I was elated. I assumed the Bachelorette party had been moved from May 21 in Las Vegas to May 29 in Colorado Springs just as I had offered for consideration. The elation lasted all of two hours until I received a copy of an email from Meredith replying to Kristen’s with “You might want to do more than spell check when you send out emails . . . it is not ‘Bachelorette’ but ‘Baccalaureate service’ followed by brunch at Cheyenne Mountain Resort.”

So much for my influence. Now for . . .

. . . The eve of the wedding

Yes, I wrote recently to Kristen:

Thirty-three years ago this coming August 10, your grandfather made your mother call me to see if I was still going to show up at the wedding despite how your mother had been treating me. This was the Thursday before our Saturday wedding. She was in Dayton with her family, and I was at my apartment in Columbus. It was about 10 p.m. at night, and I could hear your grandfather in the background saying, “You need to make sure he’s still showing up.”

Your mother suggested tonight that I as father might have to do the same thing with you as my daughter, repeating what has become Brown folklore (folklore being an event of angst turned into a fond memory, or at least an interesting story, with the passage of time).

I am sure The Boy is as busy as Li’l Princess. Keep in mind, however, that this marriage thing means mutuality -- responsibilities going both ways.

In any event, as your grandfather said 33+years ago, “I’m giving my daughter away on Saturday no matter what.” I hope in my case the recipient is Aaron. Otherwise, I’ll just have to find some unsuspecting guy off the street! I often wonder who your grandfather would have found if I hadn’t showed up.

Love ya, but not enough that I’m keeping you after June 4.

In a few hours, I will walk you, Kristen, down that aisle to Aaron. And what do I say when I get to the end? “Here, take her, she’s yours” doesn’t quite seem correct although, as you know, I’ve offered that thought aloud several times this past week.

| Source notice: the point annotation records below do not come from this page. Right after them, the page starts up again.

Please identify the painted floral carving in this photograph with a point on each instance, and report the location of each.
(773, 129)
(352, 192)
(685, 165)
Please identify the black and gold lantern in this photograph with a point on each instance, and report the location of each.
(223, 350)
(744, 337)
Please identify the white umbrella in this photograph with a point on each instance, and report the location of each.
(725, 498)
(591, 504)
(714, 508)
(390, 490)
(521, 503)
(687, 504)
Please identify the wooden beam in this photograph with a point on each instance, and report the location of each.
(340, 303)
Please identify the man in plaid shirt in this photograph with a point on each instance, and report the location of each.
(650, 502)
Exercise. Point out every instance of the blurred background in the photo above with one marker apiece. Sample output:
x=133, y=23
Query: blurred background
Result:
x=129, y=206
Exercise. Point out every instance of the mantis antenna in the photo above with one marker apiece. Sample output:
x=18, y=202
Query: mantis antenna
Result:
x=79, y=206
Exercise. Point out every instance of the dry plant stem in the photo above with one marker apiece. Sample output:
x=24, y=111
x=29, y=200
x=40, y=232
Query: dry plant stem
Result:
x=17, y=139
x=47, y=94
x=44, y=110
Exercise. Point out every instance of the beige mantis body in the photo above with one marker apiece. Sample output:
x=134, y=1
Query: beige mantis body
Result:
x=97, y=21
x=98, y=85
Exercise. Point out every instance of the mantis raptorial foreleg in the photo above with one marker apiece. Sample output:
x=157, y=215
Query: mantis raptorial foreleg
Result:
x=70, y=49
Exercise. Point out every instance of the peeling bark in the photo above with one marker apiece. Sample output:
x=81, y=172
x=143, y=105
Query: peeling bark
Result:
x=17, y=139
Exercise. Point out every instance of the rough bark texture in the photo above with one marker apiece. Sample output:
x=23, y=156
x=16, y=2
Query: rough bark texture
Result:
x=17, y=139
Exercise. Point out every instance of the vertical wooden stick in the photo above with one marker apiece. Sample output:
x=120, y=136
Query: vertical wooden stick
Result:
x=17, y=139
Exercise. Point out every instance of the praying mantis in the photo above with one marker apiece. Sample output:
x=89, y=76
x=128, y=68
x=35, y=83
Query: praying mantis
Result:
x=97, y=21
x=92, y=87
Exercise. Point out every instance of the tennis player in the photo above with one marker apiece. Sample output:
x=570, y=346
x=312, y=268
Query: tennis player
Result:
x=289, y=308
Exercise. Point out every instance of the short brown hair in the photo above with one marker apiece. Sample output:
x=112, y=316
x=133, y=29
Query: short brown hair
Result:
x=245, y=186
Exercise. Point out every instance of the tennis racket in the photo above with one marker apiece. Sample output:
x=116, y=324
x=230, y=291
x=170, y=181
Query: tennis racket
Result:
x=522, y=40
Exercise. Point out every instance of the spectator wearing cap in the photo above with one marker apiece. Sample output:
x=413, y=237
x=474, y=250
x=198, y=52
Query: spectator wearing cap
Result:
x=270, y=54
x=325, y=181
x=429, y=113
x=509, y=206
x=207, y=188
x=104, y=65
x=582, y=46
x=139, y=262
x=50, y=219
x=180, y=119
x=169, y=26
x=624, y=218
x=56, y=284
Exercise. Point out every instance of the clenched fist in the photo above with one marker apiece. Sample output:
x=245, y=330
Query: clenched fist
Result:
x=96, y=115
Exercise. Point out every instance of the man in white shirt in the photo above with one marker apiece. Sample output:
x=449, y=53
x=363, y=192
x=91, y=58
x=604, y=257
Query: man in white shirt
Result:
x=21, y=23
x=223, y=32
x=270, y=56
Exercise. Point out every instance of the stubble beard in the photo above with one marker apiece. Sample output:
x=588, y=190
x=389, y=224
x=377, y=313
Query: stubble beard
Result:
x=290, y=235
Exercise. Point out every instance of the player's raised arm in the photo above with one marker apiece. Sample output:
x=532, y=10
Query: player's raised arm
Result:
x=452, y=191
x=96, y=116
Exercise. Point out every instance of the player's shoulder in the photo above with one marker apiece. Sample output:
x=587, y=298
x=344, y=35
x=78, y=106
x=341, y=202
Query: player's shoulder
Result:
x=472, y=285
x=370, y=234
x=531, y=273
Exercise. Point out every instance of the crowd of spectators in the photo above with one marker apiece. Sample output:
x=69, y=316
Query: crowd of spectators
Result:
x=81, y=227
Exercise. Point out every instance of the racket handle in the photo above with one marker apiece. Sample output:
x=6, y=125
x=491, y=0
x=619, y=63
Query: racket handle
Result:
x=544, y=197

Better yet, what will I be able to say under the emotions of that walk?

So I now come to the purpose of this chronology. To end with what your mother and I certainly feel in our hearts, and I hope to be able to say tomorrow, at the end of that walk, at the end of the aisle, at the end of her being Kristen Parrish “Beavers,” at the end of my being the only man in Kristen’s life:

“Aaron, Kristen is one of the loves of her mother’s and my lives. We share her with you to cherish and hold as one of the loves of your life. And in return, you will become one of the loves of ours.”